Zunächst fand ich Aufmachung und Texte der Scheibe nämlich recht frisch, da sie sich angenehm vom plakativen „Back to Schwarzwurzelwald und Beelzebub“-Drang grosser Teile der neueren deutschen BM-Szene unterscheiden. Dieser recht bewussten und prinzipiell durchaus gelungenen Gestaltung steht jedoch die gepflegt-misanthropische ''Fuck you!''-Attitüde des Beiblattes entgegen – fragt nicht nach uns, messt dem, was ihr seht, keinen Wert bei und lasst uns mit euren Interpretationen in Ruhe.
Warum also der gestalterische Aufwand an Zeit und Geist, wenn ihr angeblich nicht an Äusserlichkeiten/Verpackung glaubt?
Bzw.: Warum diese Standardattitüde hinschleudern, wenn ihr doch eigentlich ein eigenständiges Gesamtkunstwerk vor Augen habt und daher NICHT auf z. B. die Verpackung/Promomaterialien scheissen wollt? Aus Provokation? Image?
In meinen Augen lassen derartige Äusserungen nämlich befürchten, dass euer Konzept eher auf kalkuliertem ''Wir wollen anders sein'' als auf ''Wir wollen wir sein'' basiert – und da traue ich euch ehrlich gesagt etwas mehr zu...

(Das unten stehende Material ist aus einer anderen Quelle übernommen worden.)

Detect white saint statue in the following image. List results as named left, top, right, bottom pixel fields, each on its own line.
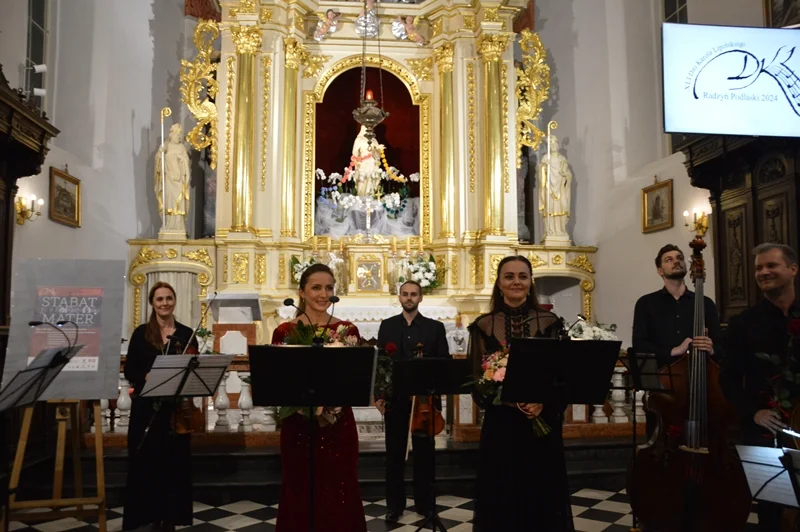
left=538, top=134, right=572, bottom=240
left=155, top=123, right=191, bottom=232
left=355, top=0, right=379, bottom=39
left=350, top=125, right=384, bottom=198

Ich dachte es hätte sich bereits herumgesprochen, dass die Promo-Pakete, die an Zeitschriften, Radiostationen etc. gehen, von den entsprechenden Labels der Bands verschickt werden. Diese sind unter anderem auch für die Gestaltung des Beiblatts verantwortlich. Ich habe es in der endgültigen Version glaube ich gar nicht gesehen, aber den ''Propaganda''-Spruch kenne ich.
Das kümmert mich nicht besonders, das ist nicht mein Job.
Die Gestaltung der CD und vor allem natürlich Musik und Texte sind uns bei Sonic Reign das Allerwichtigste. Wir stecken unglaublich viel Zeit und Energie in Details und legen sehr viel Wert auf Qualität. Das wird man beim neuen Material noch viel deutlicher spüren, da wir jetzt über ganz andere Möglichkeiten verfügen.
Mit der Werbung wollte das Label vermutlich einfach provozieren. Und wie´s aussieht, haben sie dieses Ziel erreicht. Die wenigsten Bands haben über simple Provokation hinaus noch irgendwas Vernünftiges zu bieten. Sonic Reign schon. Man sollte der ganzen Sache also nicht mehr Bedeutung beimessen als sie wert ist
Was zählt ist was die Band macht, nicht, wie das Label das bewirbt.

10.Kommen wir abschliessend zu etwas vollkommen anderem: Nach ''The decline portrait'' dürfte ''Raw, dark, pure'' wohl auch abseits der Kernzielgruppe für gesteigertes Interesse sorgen – ist aus diesem Anlass eventuell eine Tour in Planung? Und wie macht ihr das als 2-Mann-Kommando?

Eine ganze Tour ist ohne größeren Bekanntheitsgrad nicht machbar. Vielleicht spielen wir ein paar Gigs, wenn wir was bekommen und uns dazu aufraffen können, vielleicht auch nicht. Wir haben für diesen Fall ein Paar Session-Musiker in der Hinterhand.
Uns ist Musik machen einfach wichtiger, als Live zu spielen. Vielleicht sind wir auch einfach eine Studio Band.

11.Das möchte ich an dieser Stelle mal nicht hoffen, aber wir werden sehen. Ich danke euch erst mal für das Interview und wünsche euch das Beste für 2005, sei es persönlich oder musikalisch. Die letzen Worte gehören euch:

Danke, wünsch ich Dir auch. Deine Fragen waren interessant und haben mich über manche Dinge zum ersten Mal nachdenken lassen.